Erfurt. Susanne Schaller ist eine von 50 Grünen Damen am Erfurter Helios-Klinikum. Sie kümmern sich ehrenamtlich um die verschiedensten Wünsche und Bedürfnisse der Patienten.

In der Notaufnahme des Helios-Klinikums trubelt es fast immer. Ärzte und Schwestern rennen vom Behandlungszimmer in den Diagnostikraum, in die Wartezimmer, ins nächste Behandlungszimmer. Und in der Aufnahme werden die Kranken nach Dringlichkeit eingeschätzt. Rot bekommen die, denen schnellstmöglich geholfen werden muss. Die mit dem grünen Punkt in der Karteikarte müssen länger warten. Es besteht keine Lebensgefahr. Ihnen wird auch geholfen – aber halt ein bisschen später.

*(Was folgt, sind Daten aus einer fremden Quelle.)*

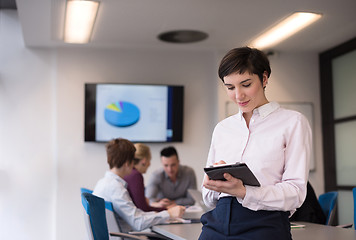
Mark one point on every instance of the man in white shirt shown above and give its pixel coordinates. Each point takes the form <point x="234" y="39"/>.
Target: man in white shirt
<point x="120" y="155"/>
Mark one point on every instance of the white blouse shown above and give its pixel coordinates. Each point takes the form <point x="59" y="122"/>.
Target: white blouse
<point x="276" y="147"/>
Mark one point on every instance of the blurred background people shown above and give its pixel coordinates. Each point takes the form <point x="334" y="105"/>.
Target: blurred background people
<point x="112" y="187"/>
<point x="169" y="185"/>
<point x="135" y="181"/>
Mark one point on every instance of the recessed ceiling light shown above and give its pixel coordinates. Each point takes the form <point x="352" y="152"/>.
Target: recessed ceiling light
<point x="286" y="28"/>
<point x="182" y="36"/>
<point x="79" y="20"/>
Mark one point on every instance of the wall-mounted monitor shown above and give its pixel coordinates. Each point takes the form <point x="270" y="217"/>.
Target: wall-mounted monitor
<point x="137" y="112"/>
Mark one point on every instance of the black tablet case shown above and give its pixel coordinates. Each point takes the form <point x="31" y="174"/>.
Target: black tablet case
<point x="238" y="170"/>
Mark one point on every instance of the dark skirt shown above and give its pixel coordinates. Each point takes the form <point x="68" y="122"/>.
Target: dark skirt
<point x="231" y="221"/>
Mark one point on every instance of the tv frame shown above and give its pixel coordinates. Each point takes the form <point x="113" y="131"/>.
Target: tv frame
<point x="175" y="113"/>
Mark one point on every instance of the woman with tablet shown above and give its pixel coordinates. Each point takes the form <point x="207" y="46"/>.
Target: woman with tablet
<point x="275" y="144"/>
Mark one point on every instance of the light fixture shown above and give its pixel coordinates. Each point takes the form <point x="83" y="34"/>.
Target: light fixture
<point x="79" y="20"/>
<point x="285" y="29"/>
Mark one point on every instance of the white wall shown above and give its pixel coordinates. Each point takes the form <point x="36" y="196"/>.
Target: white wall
<point x="43" y="158"/>
<point x="27" y="179"/>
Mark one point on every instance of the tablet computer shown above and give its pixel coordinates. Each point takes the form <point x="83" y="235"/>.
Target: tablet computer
<point x="238" y="170"/>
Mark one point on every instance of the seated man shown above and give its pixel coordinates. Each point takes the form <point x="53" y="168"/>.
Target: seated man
<point x="310" y="211"/>
<point x="120" y="155"/>
<point x="169" y="186"/>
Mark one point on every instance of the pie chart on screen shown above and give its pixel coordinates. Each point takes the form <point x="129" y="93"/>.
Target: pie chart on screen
<point x="121" y="114"/>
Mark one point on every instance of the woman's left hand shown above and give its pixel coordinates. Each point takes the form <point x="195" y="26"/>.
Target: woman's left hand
<point x="232" y="186"/>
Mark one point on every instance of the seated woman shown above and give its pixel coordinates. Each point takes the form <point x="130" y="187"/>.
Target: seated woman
<point x="135" y="182"/>
<point x="112" y="187"/>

Mitten durch diesen Trubel geht Susanne Schaller. Sie hat einen schwarz-grünen Schal umgeworfen und trägt um den Hals einen Schutzengel an einem kleinen Silberkettchen. Sie hört zu. Redet begütigend auf Menschen ein. Spricht wartende Angehörige im Vorraum an. Hält Menschen im Behandlungszimmer die Hand. Und wenn eine Ärztin kommt oder aber ein Pfleger, dann tritt sie sofort zurück. Mit Medizinischem hat sie nichts zu tun. Susanne Schaller ist eine Grüne Dame und für den Einsatz aller 49 Frauen und des einen Herrn zuständig, die am Erfurter Helios-Klinikum Kranken und damit auch Schwestern und Pflegern unentgeltlich im Ehrenamt beistehen.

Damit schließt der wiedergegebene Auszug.